The parade would stop often in that great, flat, grand prairie of south Louisiana, crawfish ponds, hemmed by berms and levees stretch to the horizon in every direction. The stalks of long grass and flag lilies reach up, electric green, in the ditches. Silhouetted against the bright sky, figures stood on their saddles and arched perfect back flips, landing with an enormous eruption of muddy water in the carefully tended ponds. Beers flowed, whiskey bottles were passed and the music played on. All of us, lurid in our costume shambles. At midday we stopped at a warped, clapboard shack, its siding dipped from yesterdays rain, all trace of paint washed away long ago, and ate long links of boudin that steamed in the cool air.

I woke up early the next morning, head pounding like an unwatched toddler on an aluminum pot, and drove back to Baton Rouge. The day after a blow out is usually shrouded in a little bit of shame and second-guessing. I was not struck by either but needed a slow day of repair all the same. It was later that afternoon, between jazz records and reruns on the TV, that I decided to become Catholic, or act like it for a while anyway.

The phrase “In for a penny, in for a pound” is a much leaned on crutch in my vocabulary of clichés. I have used the sentiment to prolong all manner of questionable behavior and on rare occasions to stick with something worthwhile that prudence cautions against. That was the idea that came to me, lounging on my couch, that worn out Ash Wednesday. If I could dive head first into the bacchanal of a country Mardi Gras then the least I could do was give up something for Lent. If I had known the peals of laughter or looks of total horror my choice would be met with then I probably would have given up something other than alcohol. But, as they say, “In for a penny, in for a pound.”

The responses to my experiment in abstemiousness met with a range of reactions, few of them good. I was hung up on as a friend squealed with laughter on the other end of the line, I was looked at with the pitying concern people reserve for the thoroughly insane, a friend volunteered to give up the bottle with me, browbeat me about lying if I ever slipped and then promptly went out and got herself drunk that night. She missed work the next day.

Perhaps my parents showed the greatest alarm. It may be because of a few periods in which I have given up booze in the past, exercised like a fiend, slept hardly at all, read stacks of books and relished telling everyone about how wonderful I felt and how productive I was. To say the least, relationships were strained.

Their alarm, expressed in a slow and questioning “…Why?” and “Frank, you really don’t have to do that” might have come from a concern over my spiritual well being. It seems unlikely that a lapsed Methodist would endanger his immortal soul be observing Lent but when I told my mother about the recent choice you would have thought I had come home wearing a bishop’s miter. My father appeared to size me up, wondering if he could hold me down long enough to get a gin and tonic, or some other suitably WASPy drink, down my throat. My brother implored me to reconsider.

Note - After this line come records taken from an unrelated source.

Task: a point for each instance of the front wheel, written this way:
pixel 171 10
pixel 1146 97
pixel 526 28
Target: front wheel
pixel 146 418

My Catholic friends were no less chagrined. There was some concern in the question, “Let me get this straight, you’re not much of a Methodist and no Catholic and you are giving up drinking for Lent?” I could hear the drawn out “…Why?” coming. “Do Methodists give up anything for Lent?” she asked. I tried to explain that I was testing myself, not making a sweeping statement. Methodists do not give up vices for Lent, but we do like tests, no matter where we may be on the liturgical calendar. Who knew temperance could provoke so many questions and expressions of concern?

It is a comfort to know so many people take an interest in your life choices. But, for a people that choose to dress up like jesters and chase chickens in the mud on a perfectly good Tuesday and in a state that gives them an official vacation during which to do this, all things are possible. I would hardly notice though, between the trips to the gym, tedious holding forth about what I am reading and getting up at 5AM I don’t have a lot of time for self reflection. I need to be drunk for that.